Una de las principales necesidades del país es contar con un sistema de administración de justicia que funcione de manera óptima, con independencia, imparcialidad, honestidad y celeridad. Para el común de la gente, aún estamos muy distantes de lograr ese objetivo y no hay indicios de mejoras radicales a corto plazo. Sin tocar los problemas de organización interna y carencia de presupuesto, entre otros males que aquejan al Poder Judicial, considero que también juega en contra la actitud de algunos sectores que pretenden utilizar a la administración de justicia como una herramienta de presión o venganza política.

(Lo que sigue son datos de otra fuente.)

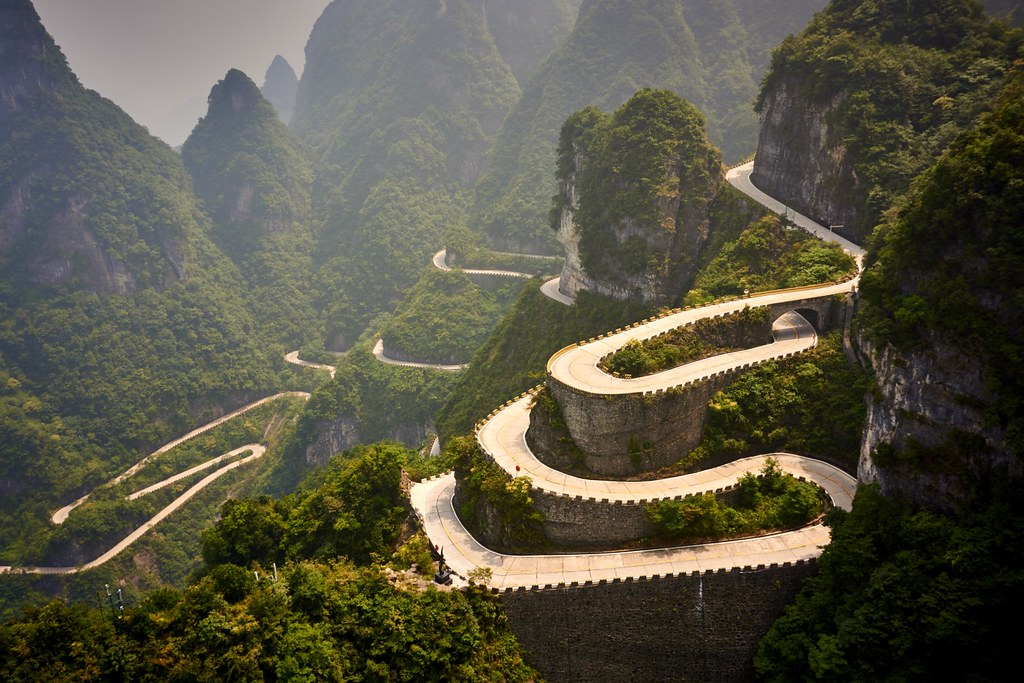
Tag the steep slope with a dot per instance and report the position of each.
(400, 102)
(922, 575)
(254, 178)
(944, 314)
(280, 87)
(122, 323)
(637, 189)
(527, 31)
(867, 96)
(107, 233)
(712, 53)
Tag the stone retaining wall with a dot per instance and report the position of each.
(681, 628)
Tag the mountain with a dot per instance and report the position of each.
(100, 231)
(943, 313)
(122, 323)
(711, 52)
(867, 96)
(280, 87)
(527, 31)
(254, 178)
(921, 575)
(637, 187)
(399, 101)
(1012, 10)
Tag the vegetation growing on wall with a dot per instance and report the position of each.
(693, 342)
(771, 501)
(812, 403)
(506, 367)
(495, 499)
(768, 256)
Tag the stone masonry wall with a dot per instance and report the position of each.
(681, 628)
(629, 434)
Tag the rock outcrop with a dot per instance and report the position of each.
(635, 200)
(864, 99)
(280, 86)
(942, 319)
(76, 169)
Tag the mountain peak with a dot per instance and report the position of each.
(30, 60)
(280, 86)
(235, 94)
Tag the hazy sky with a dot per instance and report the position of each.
(159, 58)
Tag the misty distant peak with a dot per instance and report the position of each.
(232, 95)
(30, 60)
(280, 86)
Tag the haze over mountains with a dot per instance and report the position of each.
(144, 292)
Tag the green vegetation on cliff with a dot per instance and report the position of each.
(812, 403)
(711, 52)
(898, 80)
(768, 256)
(904, 591)
(506, 366)
(701, 340)
(315, 616)
(445, 317)
(949, 261)
(905, 594)
(646, 168)
(770, 501)
(399, 102)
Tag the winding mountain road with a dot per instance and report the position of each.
(380, 355)
(294, 358)
(503, 437)
(550, 288)
(256, 451)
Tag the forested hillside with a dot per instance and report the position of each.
(254, 178)
(122, 323)
(399, 103)
(922, 575)
(711, 52)
(867, 96)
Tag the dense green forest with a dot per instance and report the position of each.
(143, 293)
(899, 80)
(710, 52)
(906, 591)
(122, 324)
(276, 600)
(444, 317)
(254, 178)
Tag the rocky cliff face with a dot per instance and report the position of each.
(932, 401)
(865, 98)
(635, 199)
(942, 319)
(250, 171)
(802, 160)
(30, 61)
(87, 198)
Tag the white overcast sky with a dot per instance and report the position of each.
(159, 58)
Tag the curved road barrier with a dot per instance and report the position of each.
(256, 451)
(380, 355)
(503, 437)
(294, 358)
(550, 288)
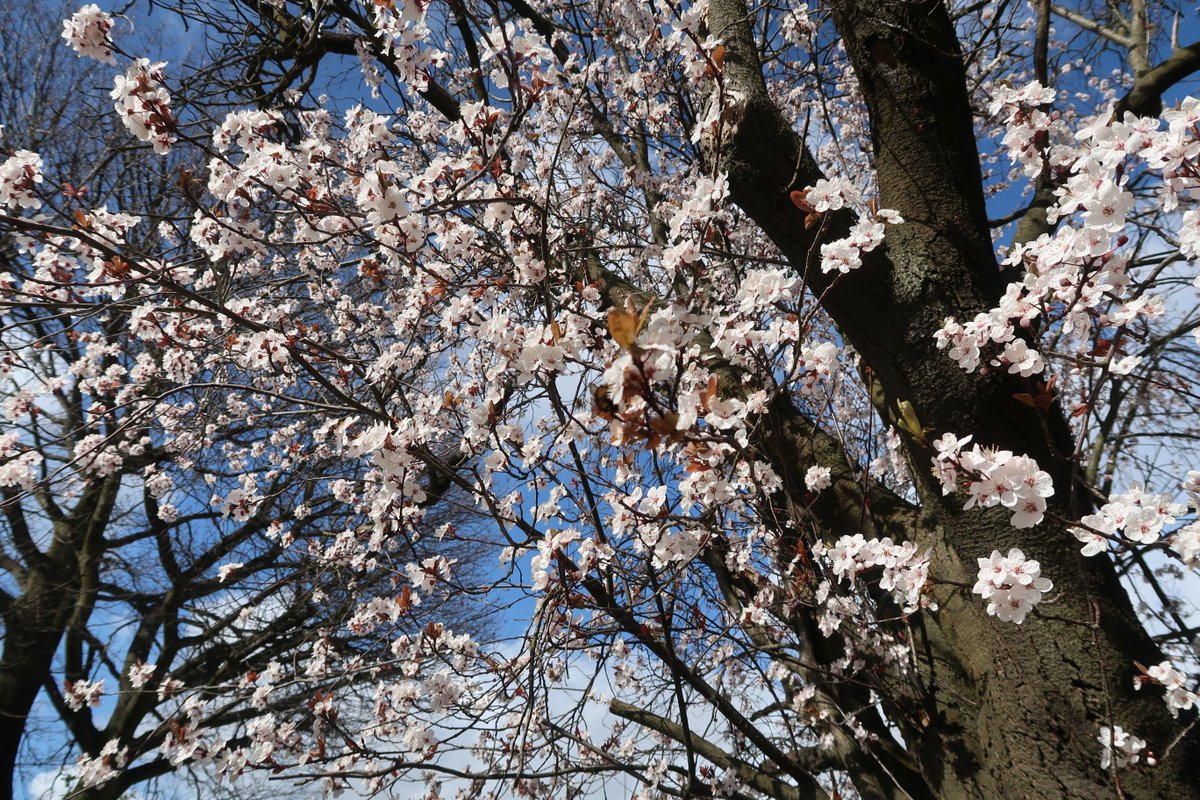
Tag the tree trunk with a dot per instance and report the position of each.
(1003, 710)
(34, 625)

Me explico: Son muy frecuentes los casos en que bajo el pretexto de luchar contra la corrupción, rivales políticos de autoridades en ejercicio, formulan denuncias sin fundamento y sólo con el afán de desacreditarlos ante la opinión pública. Otros lo hacen para evitar ser sancionados ante flagrantes faltas. Por ejemplo, vemos casos absurdos de alcaldes denunciados penalmente porque personal municipal impone una papeleta de tránsito o  decomisa triciclos usados para arrojar desmonte en lugares prohibidos. Cualquier estudiante de derecho sabe que la responsabilidad penal es personalísima y en la gran mayoría de los casos no alcanza al titular del pliego, pero igual hay que acudir a la policía, fiscalía y juzgado, porque de hecho un proceso es mucho más interesante cuando está en juego la cabeza de la autoridad.

En casos más delicados, como denuncias por lavado de activos y crimen organizado, los mandatos de prisión preventiva son las principales amenazas que hoy se ciernen contra autoridades, ex presidentes e incluso candidatos a la presidencia de la república. Pareciera que la independencia de algunos jueces ha cedido ante el poder de la prensa y  se dictan detenciones al gusto de la audiencia, a tal punto que el propio presidente del Poder Judicial ha reconocido públicamente la existencia de jueces “carceleros” y “garantistas”.

Por otro lado, la frase “organización criminal” se usa con una facilidad increíble, corriendo el riesgo de desnaturalizar su real sentido. El despropósito llega, por ejemplo, al extremo de denunciar penalmente a un grupo de profesores huelguistas (con quienes podemos estar en total desacuerdo) acusándolos de conformar una organización criminal dedicada a la extorsión. Cabe entonces expresar una sincera preocupación. No desvirtuemos la justicia, es uno de los valores más preciados para la sociedad.